Hip dysplasia can occur in a dog in a mild form, not severely affecting the dog’s lifestyle, but can also be present in a severe form, causing arthritis.
The likelihood of developing hip dysplasia in a dog depends on several factors such as: gender, more common in dogs and dog size, dogs of large and very large breeds are more prone.
There is also a genetic predisposition to this disease for some breeds, such as the German Shepherd, Labrador, Golden Retriever and Rottweiler.
Environmental factors such as nutrition, overweight, and animal growth rate also contribute to the development of hip dysplasia in dogs.
Hip dysplasia begins to develop in young, growing dogs.
The earliest age when the first clinical symptoms of this disease can be seen is approximately four months, but some dogs may not have any symptomatic signs of the disease until they are more mature or even old.
Hip dysplasia is usually found in young dogs aged 3 to 12 months or already in adult dogs.
Rapid weight gain and a significant growth rate with excessive calorie intake increase the risk of the disease.
If your Rottweilers has hip dysplasia, you may notice a strange gait, stiffness in movement, or lameness. A puppy may show a “rolling” gait when the hips of the animal move up and down.
Your pet may refuse excessive physical exertion, experience difficulty climbing or descending stairs, that is, show signs of behavior that are not typical for puppy behavior.
More obvious signs are also possible: such as lameness, on one or both hind legs.
A more adult dog may show more obvious signs of the presence of this disease, for example, greater effort when changing the position of the body when the dog tries to lie down or stand up.
Thus, the following signs may indicate that the Rottweilers has hip dysplasia:
- Lameness (on one or both hind legs)
- Strange walk
- Discomfort when trying to lie down or stand up
- Reluctance to run and jump (especially in young dogs)
- Difficulty climbing or descending stairs
- Clicking sounds when driving
- Underdeveloped muscles on the hind legs (in chronic cases)

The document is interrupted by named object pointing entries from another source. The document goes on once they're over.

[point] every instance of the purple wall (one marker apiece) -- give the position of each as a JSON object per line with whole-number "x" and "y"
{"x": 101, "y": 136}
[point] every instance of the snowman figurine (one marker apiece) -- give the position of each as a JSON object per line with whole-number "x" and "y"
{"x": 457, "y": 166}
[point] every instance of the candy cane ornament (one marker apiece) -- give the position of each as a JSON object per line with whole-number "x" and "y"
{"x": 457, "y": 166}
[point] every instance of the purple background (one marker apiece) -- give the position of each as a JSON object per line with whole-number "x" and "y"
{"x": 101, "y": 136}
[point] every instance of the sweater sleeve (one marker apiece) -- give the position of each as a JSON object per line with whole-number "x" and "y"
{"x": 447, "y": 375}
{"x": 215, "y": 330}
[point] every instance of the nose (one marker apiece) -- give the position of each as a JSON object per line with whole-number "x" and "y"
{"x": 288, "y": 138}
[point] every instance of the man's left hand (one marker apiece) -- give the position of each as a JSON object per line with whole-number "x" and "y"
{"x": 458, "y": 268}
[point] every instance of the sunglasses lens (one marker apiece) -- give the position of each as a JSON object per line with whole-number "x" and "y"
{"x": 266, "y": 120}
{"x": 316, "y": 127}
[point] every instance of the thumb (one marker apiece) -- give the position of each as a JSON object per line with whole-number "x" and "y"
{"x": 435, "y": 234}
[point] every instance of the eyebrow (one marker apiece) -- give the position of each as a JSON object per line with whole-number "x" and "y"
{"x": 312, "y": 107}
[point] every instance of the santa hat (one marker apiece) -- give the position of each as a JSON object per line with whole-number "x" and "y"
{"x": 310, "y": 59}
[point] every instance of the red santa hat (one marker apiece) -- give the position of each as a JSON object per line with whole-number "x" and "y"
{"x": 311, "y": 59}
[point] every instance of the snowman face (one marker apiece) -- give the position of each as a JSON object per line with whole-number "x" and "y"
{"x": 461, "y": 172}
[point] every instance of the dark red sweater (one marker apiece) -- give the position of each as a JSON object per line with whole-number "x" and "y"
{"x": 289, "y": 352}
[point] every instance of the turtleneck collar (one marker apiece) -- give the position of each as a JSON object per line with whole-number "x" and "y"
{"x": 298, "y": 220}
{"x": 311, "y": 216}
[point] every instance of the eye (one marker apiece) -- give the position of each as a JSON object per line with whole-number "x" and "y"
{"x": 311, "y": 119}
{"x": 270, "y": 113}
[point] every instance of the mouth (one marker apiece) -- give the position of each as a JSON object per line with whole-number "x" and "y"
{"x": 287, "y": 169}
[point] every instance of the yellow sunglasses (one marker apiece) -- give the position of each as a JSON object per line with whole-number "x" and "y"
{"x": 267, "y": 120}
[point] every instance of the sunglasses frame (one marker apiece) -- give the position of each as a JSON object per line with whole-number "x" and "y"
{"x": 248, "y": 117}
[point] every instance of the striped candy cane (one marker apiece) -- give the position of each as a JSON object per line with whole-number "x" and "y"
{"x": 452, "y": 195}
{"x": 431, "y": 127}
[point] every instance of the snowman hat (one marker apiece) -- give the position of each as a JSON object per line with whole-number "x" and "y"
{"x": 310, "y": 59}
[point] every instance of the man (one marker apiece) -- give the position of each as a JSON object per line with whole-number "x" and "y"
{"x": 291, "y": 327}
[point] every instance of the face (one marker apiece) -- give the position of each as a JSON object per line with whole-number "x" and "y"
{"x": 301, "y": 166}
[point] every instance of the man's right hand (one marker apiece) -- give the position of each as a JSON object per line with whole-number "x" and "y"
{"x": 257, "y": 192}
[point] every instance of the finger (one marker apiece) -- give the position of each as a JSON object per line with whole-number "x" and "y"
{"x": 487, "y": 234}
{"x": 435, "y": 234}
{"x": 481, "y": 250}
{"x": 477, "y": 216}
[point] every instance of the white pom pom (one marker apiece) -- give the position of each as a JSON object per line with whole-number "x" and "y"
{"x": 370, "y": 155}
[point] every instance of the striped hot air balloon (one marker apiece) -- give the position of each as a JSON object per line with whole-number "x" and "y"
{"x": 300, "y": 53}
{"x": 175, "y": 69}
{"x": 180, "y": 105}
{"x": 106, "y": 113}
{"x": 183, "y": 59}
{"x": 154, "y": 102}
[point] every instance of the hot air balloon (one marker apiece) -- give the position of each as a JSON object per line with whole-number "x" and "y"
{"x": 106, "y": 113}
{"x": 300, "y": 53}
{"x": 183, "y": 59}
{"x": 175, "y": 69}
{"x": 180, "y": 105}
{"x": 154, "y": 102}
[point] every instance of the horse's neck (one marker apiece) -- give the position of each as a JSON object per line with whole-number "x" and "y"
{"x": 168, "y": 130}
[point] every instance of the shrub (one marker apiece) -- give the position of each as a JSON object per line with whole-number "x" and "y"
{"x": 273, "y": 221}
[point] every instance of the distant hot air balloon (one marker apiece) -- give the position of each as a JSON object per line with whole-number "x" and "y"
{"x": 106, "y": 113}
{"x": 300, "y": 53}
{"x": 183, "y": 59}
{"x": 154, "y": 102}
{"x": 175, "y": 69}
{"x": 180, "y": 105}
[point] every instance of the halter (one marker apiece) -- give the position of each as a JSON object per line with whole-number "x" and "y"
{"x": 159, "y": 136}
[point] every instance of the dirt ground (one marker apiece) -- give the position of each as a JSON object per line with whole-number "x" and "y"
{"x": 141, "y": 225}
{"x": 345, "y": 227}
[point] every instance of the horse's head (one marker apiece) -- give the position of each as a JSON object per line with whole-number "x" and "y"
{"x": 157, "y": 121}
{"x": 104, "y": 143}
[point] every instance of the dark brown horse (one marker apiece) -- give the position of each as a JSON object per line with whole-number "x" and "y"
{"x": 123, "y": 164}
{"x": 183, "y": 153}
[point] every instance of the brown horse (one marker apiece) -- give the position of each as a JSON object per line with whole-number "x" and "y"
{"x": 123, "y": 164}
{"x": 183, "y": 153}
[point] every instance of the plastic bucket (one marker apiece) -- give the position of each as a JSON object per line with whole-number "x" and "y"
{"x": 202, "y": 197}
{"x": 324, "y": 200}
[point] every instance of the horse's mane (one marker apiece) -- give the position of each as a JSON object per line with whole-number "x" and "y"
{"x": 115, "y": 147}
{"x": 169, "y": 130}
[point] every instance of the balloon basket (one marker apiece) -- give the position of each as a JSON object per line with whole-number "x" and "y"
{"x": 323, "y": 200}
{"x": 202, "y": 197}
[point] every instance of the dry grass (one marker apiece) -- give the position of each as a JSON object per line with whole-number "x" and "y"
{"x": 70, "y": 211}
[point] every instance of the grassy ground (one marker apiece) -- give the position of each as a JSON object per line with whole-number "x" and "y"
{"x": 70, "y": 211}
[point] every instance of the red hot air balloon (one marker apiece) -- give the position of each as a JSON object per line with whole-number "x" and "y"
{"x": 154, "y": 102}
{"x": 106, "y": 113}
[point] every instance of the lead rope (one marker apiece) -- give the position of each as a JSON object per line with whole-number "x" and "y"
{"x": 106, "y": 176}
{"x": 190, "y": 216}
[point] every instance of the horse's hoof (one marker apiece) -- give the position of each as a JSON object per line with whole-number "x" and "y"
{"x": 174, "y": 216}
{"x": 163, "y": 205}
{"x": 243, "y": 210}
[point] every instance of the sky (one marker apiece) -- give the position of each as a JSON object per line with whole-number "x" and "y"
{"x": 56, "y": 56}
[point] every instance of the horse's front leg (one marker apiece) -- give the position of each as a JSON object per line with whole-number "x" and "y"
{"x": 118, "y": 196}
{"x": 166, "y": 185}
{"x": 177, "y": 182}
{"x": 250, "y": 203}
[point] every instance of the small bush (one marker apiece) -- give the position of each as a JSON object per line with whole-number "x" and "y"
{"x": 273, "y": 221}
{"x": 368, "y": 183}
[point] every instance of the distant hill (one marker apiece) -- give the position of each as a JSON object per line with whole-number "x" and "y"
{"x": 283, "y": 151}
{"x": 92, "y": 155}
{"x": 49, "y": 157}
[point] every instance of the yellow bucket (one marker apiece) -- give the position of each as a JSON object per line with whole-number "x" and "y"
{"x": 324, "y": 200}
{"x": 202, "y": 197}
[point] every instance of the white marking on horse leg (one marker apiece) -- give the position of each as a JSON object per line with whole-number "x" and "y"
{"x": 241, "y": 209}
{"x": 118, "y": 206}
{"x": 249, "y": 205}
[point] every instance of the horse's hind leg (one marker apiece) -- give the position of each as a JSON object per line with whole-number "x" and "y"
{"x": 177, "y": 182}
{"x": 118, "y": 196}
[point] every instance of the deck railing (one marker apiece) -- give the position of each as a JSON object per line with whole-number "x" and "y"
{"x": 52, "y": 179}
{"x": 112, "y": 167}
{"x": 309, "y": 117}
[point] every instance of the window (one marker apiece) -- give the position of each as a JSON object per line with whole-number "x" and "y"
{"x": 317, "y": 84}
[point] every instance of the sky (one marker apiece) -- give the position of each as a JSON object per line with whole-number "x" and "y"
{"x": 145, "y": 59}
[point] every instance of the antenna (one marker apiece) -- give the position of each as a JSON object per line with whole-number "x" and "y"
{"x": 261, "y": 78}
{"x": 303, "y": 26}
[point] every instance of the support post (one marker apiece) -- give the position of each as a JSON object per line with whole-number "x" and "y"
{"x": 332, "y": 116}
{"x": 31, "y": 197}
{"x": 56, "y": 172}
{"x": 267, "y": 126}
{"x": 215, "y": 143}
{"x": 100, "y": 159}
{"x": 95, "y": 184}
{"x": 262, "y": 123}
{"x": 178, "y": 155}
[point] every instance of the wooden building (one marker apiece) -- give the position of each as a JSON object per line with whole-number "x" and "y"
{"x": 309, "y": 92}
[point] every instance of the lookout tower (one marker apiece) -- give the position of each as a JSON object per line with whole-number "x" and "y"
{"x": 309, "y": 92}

The veterinarian will conduct an external examination of the dog, assess the mobility and condition of the joint, determine how much the disease bothers the dog and hurts it.
An x-ray will help in establishing an accurate diagnosis, will show the severity of the disease.
Prior to a full examination, young dogs may need to use sedatives or even anesthesia, as palpation and manipulation of the hips can be very painful for the animal.